Pour sa première édition, la programmation est axée autour de thèmes clés dans la pensée décoloniale : résistances, diasporas, spiritualités et héritages. Un programme qui annonce une plongée passionnante dans des récits, des univers, et des personnages peu visibles ailleurs. À propos du DFF, la cinéaste et artiste guadeloupéenne Malaury Eloi Paisley précise que le festival est loin de ces initiatives qui instrumentalisent le décolonialisme, sans pour autant montrer des œuvres vraiment révolutionnées par cette pensée :
» Le mot décolonial est employé à toutes les sauces, et certains festivals font des programmations pour se donner bonne conscience, sans véritablement remettre en question le système. Ce festival existe, parce que c’était nécessaire.
Le coordinateur du festival Sam Leter ajoute également que le DFF met en lumière de nombreux pays « parce qu’il y a plein de régions dans le monde, qui ont, malheureusement, été victimes de cette histoire coloniale. »
Un festival collectif et libre
Les films projetés pendant ces 10 jours ont été choisis par un comité de programmation composé d’une dizaine d’associations et de collectifs féministes, queer et antiracistes issus du monde culturel.
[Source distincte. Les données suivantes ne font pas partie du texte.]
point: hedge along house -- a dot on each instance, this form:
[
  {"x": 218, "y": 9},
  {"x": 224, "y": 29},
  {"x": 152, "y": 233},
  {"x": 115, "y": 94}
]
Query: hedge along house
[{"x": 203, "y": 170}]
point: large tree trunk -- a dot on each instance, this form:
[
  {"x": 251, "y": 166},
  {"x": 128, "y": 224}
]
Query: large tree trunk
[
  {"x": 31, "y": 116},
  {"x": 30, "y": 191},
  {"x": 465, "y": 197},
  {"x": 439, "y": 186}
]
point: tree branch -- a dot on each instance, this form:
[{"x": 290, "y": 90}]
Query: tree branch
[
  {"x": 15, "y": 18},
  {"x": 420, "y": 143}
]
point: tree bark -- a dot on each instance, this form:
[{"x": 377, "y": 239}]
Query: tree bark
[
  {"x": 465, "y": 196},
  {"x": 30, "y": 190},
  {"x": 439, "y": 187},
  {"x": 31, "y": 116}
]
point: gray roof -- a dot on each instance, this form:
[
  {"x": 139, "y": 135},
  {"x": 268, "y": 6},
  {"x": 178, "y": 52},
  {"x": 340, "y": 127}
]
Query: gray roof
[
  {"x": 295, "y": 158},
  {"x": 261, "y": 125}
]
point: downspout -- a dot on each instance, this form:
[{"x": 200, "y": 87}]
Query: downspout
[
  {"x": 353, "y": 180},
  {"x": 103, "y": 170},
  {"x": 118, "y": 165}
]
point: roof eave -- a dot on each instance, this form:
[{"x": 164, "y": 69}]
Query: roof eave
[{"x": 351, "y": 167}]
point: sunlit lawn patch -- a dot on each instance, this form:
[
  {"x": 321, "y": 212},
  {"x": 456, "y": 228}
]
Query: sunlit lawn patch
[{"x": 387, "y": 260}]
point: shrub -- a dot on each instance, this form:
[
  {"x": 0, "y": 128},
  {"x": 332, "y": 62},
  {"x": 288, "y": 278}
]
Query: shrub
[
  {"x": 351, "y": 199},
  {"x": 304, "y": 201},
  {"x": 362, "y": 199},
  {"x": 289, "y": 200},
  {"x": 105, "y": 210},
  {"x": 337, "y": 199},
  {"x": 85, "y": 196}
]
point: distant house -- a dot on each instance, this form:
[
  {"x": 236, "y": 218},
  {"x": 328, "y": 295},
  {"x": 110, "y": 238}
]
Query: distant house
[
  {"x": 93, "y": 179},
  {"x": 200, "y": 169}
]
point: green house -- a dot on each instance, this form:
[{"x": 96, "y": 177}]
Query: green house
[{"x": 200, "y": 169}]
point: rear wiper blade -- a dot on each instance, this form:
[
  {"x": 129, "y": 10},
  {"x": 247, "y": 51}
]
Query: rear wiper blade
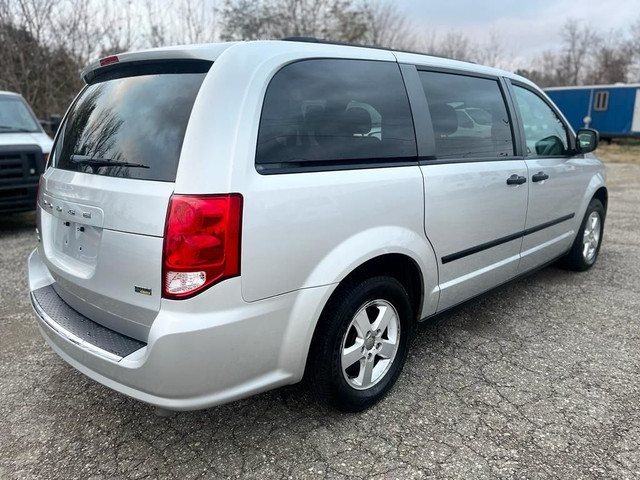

On y retrouve notamment le média queer Manifesto XXI, le Festival Ciné-Palestine, Tsedek!, un collectif de juif·ve·s antiracistes et décoloniaux en solidarité avec les palestinien·nes, ou encore la plateforme Cinewax, spécialisée en cinéma africain. Chaque projection sera suivie de discussions avec le public. Une attention particulière sera apporté au public jeune et scolaire, comme l’expliquent les programmateurs :
Nous savons aussi que les discours décoloniaux sont souvent antagonisés dans la sphère publique, et qu’ils restent malheureusement trop niches. Notre ambition est de sortir des cercles académiques et militants pour ouvrir la discussion au plus grand nombre.
Pour garantir sa liberté de programmation, de ton et d’expression, l’équipe du Decolonial Film Festival ne s’est associé à aucune institution privée, privilégiant ainsi un financement participatif. Sa cagnotte est ouverte jusqu’au 9 mai 2024. Les cinq personnes (dont quatre femmes) qui composent l’équipe du festival seront rémunérées à la même hauteur, pour abolir toute relation de pouvoir au sein de l’organisation.
Dahomey de Mati Diop en avant-première exceptionnelle
Bonne nouvelle, le festival s’ouvrira avec le très attendu Dahomey, de la cinéaste franco-sénégalaise Mati Diop.
Ce documentaire à la lisière du cinéma fantastique suit la restitution en 2021 de 26 œuvres du royaume de Dahomey, au Bénin. Ces dernières avaient été pillées par les colons français en 1892. Il a valu à la réalisatrice l’Ours d’or, récompense suprême au Festival de Berlin. Le film sera diffusé le mardi 14 mai au Luxy à Ivry. Il sera suivi d’une discussion avec la réalisatrice (sous réserve) modérée par Elvire Duvelle-Charles, puis par une soirée au Hangar avec Bamao Yendé du label Boukan Records.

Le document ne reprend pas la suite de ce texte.